Resti di un'antica struttura muraria sono stati rinvenuti durante i lavori stradali lungo via Tiburtina. A venire alla luce presenze archeologiche di pregio, risalenti al II-I secolo a.C., durante i cantieri per l'allargamento delle strada con la realizzazione di quattro corsie da Albuccione alla struttura del Car di guidonia. Ad annunciare la notizia il vice sindaco della Città metropolitana di Roma, Teresa Zotta: “Una scoperta che riporta alla luce il grande patrimonio storico del nostro territorio metropolitano. Nel rispetto assoluto del lavoro della Sovrintendenza e di quanti partecipano alle attività di scavi e studi, continueremo a garantire la programmazione per migliorare la rete viaria di collegamento di una zona strategica sulla quale abbiamo investito risorse per i cittadini che amministriamo”.

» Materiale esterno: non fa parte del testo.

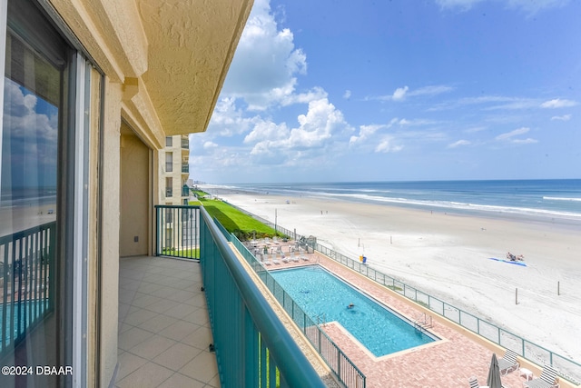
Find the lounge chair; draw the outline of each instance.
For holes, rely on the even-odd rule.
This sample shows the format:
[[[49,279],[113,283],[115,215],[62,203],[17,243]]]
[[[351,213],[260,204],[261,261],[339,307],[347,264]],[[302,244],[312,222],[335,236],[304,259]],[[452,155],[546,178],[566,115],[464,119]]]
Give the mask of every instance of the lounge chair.
[[[299,258],[299,252],[294,251],[294,254],[292,255],[292,261],[295,263],[299,263],[300,259]]]
[[[529,382],[523,382],[523,385],[528,388],[557,388],[559,383],[556,377],[556,369],[547,363],[539,377]]]
[[[512,349],[507,349],[505,355],[498,359],[498,369],[500,375],[506,376],[509,373],[516,371],[520,366],[517,361],[518,354]]]

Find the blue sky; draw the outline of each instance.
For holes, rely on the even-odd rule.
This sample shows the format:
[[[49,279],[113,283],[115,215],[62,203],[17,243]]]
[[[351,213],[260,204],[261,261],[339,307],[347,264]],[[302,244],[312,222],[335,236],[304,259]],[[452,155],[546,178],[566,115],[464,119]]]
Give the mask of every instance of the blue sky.
[[[581,178],[581,2],[255,0],[191,177]]]

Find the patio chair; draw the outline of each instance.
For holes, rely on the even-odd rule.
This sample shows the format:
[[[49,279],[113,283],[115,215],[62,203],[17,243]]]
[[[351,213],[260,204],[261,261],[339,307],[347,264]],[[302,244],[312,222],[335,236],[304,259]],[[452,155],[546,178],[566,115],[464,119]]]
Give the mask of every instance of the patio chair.
[[[529,382],[524,382],[523,385],[528,388],[558,388],[556,369],[547,363],[539,377]]]
[[[295,263],[299,263],[300,259],[299,258],[299,252],[294,251],[294,254],[292,255],[292,261]]]
[[[520,366],[517,361],[518,354],[512,349],[507,349],[505,355],[498,359],[498,369],[500,375],[506,376],[509,373],[516,371]]]

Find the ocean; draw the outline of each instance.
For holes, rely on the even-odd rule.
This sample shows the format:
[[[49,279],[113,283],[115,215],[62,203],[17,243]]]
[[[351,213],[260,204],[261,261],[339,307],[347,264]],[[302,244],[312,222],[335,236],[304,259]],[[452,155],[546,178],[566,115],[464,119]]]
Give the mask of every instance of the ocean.
[[[581,179],[248,184],[223,186],[481,216],[581,223]]]

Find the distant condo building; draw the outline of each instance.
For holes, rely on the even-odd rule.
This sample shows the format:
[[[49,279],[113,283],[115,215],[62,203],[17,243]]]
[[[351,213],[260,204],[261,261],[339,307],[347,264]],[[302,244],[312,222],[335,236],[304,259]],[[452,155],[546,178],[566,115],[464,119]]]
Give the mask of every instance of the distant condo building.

Spuntano resti di una struttura muraria sulla Tiburina

Nello specifico, si tratta di una grande struttura in blocchi di tufo, dove sono state rinvenute murature di epoca tarda (IV-V secolo d.C), laterizi e frammenti di anfore. Durante la campagna di scavi, sono affiorati i primi basoli che compongono il pavimentum della via Tiburtina antica, di cui si è riportato alla luce un tratto di ben tredici metri, che si trova in buono stato di conservazione, su cui sono evidenti i solchi lasciati dal passaggio delle ruote dei carri. Stanno venendo alla luce, inoltre, resti di murature in opera reticolata, probabilmente relative ad una ‘taberna' o ad un contesto sepolcrale.

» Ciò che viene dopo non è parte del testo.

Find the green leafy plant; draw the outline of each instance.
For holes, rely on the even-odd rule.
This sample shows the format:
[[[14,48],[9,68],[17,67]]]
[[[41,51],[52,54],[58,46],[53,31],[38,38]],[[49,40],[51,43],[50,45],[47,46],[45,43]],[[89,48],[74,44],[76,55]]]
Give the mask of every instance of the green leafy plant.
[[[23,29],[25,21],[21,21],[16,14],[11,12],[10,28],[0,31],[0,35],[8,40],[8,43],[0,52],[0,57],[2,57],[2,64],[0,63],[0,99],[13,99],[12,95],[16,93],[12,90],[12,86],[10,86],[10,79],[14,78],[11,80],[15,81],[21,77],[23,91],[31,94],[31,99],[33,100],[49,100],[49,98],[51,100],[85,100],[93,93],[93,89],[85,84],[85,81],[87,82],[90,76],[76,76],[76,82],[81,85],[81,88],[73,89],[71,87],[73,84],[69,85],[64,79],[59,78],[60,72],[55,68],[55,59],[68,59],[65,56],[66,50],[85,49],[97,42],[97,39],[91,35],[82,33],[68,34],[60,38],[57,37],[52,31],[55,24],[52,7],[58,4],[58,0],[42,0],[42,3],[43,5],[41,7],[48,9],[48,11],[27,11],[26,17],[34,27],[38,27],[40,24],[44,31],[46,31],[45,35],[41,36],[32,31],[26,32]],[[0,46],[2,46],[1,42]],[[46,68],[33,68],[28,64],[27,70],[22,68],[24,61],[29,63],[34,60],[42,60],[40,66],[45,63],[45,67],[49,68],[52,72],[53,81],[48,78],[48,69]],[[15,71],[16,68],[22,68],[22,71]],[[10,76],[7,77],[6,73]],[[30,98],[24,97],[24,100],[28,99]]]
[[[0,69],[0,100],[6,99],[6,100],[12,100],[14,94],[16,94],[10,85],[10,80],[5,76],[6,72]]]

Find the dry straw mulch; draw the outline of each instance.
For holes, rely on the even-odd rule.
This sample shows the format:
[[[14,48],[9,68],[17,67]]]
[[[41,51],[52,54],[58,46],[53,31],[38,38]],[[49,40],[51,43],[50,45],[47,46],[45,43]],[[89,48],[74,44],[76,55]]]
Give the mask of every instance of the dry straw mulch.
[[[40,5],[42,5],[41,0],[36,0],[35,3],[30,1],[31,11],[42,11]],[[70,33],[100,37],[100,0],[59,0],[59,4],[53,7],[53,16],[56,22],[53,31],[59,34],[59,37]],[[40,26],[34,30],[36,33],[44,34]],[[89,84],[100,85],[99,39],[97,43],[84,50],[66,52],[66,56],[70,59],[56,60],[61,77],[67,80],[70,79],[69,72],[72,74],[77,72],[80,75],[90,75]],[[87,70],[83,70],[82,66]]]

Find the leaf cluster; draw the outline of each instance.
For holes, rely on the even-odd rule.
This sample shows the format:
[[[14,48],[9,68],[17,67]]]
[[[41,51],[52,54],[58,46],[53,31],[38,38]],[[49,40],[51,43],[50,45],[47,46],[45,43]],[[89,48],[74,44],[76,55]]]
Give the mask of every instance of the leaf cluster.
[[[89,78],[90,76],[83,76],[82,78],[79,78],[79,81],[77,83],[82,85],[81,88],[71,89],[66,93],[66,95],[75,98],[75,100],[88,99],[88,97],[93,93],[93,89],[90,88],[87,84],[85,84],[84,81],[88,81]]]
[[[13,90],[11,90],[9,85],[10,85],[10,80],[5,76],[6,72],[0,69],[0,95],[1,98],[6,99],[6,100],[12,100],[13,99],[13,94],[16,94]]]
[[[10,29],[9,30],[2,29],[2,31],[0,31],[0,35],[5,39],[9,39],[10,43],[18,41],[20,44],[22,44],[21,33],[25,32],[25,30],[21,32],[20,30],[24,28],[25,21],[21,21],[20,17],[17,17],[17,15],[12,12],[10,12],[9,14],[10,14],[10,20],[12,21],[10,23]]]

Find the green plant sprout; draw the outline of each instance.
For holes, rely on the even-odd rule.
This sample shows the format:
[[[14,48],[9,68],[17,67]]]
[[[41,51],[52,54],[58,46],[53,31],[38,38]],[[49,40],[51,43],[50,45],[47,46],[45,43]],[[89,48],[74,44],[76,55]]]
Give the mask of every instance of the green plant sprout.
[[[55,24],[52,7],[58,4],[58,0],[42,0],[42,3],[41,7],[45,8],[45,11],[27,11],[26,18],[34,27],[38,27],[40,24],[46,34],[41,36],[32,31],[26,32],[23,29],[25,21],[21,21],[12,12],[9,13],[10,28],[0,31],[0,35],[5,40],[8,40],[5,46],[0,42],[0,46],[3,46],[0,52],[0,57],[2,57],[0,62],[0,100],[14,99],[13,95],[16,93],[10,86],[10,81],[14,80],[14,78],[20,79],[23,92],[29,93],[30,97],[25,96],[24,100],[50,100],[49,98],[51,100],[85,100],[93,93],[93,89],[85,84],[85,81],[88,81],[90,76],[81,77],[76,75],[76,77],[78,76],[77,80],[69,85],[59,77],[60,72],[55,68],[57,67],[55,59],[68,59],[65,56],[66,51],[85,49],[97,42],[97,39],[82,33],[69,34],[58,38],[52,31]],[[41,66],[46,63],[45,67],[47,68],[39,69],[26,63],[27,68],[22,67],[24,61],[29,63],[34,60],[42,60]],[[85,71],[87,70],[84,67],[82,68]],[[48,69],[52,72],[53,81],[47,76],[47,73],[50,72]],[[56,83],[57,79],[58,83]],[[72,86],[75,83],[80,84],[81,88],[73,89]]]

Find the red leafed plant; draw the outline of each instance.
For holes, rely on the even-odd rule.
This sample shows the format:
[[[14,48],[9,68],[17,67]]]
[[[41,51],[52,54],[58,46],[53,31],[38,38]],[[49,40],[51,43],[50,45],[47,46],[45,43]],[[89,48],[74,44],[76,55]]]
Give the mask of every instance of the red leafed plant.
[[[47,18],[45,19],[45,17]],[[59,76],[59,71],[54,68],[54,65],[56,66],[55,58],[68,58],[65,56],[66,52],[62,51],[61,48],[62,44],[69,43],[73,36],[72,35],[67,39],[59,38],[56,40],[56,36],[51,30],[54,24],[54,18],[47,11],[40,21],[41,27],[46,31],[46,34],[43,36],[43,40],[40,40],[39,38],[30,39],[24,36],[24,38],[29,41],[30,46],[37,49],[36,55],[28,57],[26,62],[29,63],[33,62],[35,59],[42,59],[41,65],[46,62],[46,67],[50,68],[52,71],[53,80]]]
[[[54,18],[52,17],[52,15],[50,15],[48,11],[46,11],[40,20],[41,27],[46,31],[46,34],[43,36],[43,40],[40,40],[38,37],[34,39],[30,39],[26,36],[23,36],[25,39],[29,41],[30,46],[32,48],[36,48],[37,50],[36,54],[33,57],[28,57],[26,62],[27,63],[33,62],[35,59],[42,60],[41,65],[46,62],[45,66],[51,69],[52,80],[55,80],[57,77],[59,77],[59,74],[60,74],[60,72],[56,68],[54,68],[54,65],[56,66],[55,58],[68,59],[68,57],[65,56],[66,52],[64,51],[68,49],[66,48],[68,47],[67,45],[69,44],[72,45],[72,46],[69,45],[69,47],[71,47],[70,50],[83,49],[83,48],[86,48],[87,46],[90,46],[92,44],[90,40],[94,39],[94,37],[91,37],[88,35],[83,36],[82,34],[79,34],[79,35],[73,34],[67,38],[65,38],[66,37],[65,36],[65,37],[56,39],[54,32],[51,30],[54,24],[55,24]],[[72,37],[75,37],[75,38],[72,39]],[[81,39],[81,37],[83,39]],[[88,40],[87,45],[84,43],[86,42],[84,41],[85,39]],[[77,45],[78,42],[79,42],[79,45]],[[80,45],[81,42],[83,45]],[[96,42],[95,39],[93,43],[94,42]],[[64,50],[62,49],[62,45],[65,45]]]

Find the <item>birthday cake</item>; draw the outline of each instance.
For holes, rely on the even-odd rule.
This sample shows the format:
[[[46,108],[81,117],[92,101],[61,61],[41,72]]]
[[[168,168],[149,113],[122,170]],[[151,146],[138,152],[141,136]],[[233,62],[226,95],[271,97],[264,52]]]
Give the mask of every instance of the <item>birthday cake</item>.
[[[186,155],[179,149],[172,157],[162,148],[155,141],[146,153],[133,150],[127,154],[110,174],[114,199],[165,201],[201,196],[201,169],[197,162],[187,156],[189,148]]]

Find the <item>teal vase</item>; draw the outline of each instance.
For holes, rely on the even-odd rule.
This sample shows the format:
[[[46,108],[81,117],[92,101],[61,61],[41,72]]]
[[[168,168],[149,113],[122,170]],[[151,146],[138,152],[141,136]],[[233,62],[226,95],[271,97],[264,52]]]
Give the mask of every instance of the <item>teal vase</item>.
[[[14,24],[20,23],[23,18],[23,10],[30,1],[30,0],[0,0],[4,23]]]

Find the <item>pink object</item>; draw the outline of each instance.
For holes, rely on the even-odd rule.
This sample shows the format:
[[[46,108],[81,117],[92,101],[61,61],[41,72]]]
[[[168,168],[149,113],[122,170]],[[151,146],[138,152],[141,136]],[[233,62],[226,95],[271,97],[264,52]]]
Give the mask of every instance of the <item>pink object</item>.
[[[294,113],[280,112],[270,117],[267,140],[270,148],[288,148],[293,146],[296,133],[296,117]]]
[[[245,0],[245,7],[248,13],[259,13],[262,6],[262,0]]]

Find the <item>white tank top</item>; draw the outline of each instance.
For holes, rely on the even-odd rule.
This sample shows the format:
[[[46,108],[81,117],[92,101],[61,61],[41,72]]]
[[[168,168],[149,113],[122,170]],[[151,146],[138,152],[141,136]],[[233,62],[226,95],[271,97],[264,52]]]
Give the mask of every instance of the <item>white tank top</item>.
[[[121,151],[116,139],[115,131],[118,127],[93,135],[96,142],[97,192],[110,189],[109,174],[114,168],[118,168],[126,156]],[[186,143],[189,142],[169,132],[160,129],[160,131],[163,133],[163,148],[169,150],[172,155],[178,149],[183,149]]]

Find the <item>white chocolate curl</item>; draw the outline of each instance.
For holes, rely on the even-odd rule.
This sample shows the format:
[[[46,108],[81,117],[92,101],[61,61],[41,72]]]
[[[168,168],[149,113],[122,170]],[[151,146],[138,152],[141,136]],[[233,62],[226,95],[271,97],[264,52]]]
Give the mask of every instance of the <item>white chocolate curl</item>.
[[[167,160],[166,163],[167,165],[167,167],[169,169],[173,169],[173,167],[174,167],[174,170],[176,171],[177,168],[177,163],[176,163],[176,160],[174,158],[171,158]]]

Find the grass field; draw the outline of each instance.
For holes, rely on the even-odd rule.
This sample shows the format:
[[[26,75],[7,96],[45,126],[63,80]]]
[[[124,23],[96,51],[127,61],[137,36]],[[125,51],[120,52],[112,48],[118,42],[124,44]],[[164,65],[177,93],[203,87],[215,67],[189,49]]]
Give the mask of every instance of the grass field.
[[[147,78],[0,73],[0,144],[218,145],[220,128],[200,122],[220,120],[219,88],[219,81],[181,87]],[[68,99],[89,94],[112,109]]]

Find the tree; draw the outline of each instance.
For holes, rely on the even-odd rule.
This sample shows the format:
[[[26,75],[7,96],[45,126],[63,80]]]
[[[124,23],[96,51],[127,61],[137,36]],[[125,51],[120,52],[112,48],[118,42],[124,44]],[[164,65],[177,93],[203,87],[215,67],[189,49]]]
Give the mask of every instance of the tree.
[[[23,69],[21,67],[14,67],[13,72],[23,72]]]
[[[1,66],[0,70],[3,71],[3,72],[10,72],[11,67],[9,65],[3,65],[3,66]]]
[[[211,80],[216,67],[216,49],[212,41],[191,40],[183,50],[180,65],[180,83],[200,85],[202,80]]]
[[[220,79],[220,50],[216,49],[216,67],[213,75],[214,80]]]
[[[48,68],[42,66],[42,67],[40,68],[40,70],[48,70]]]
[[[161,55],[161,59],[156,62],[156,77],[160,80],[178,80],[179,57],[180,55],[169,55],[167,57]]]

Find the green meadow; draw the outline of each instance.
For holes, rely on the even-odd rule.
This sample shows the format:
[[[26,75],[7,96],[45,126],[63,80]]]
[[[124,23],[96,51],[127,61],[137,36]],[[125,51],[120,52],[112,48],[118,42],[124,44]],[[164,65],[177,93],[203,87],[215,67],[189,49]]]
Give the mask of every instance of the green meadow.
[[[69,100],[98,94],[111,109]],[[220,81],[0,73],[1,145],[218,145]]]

In una voragine al Pantheon emersi resti di una pavimentazione di epoca imperiale

Roma non smette di stupirci, con le sue meraviglie nascoste nel sottosuolo, preziosi reperti testimonianza delle sue antiche vestigia, che inaspettatamente tornano alla luce e che dimostrano come la Città Eterna sia di fatto un museo a cielo aperto. A inizio maggio, è stata la volta di sette lastre di una pavimentazione di età imperiale. I resti sono venuti alla luce da una voragine che si è aperta in piazza della Rotonda, proprio davanti al Pantheon. Lastre dalle dimensioni di circa 80 per 90 centimetri, spesse circa 30 centimetri, che si trovano collocate oltre 2 metri al di sotto della sede stradale, emerse intatte e protette da uno strato di pozzolana fine. L’area sarebbe stata infatti interamente ristrutturata nel II secolo d.C. dall'imperatore Adriano.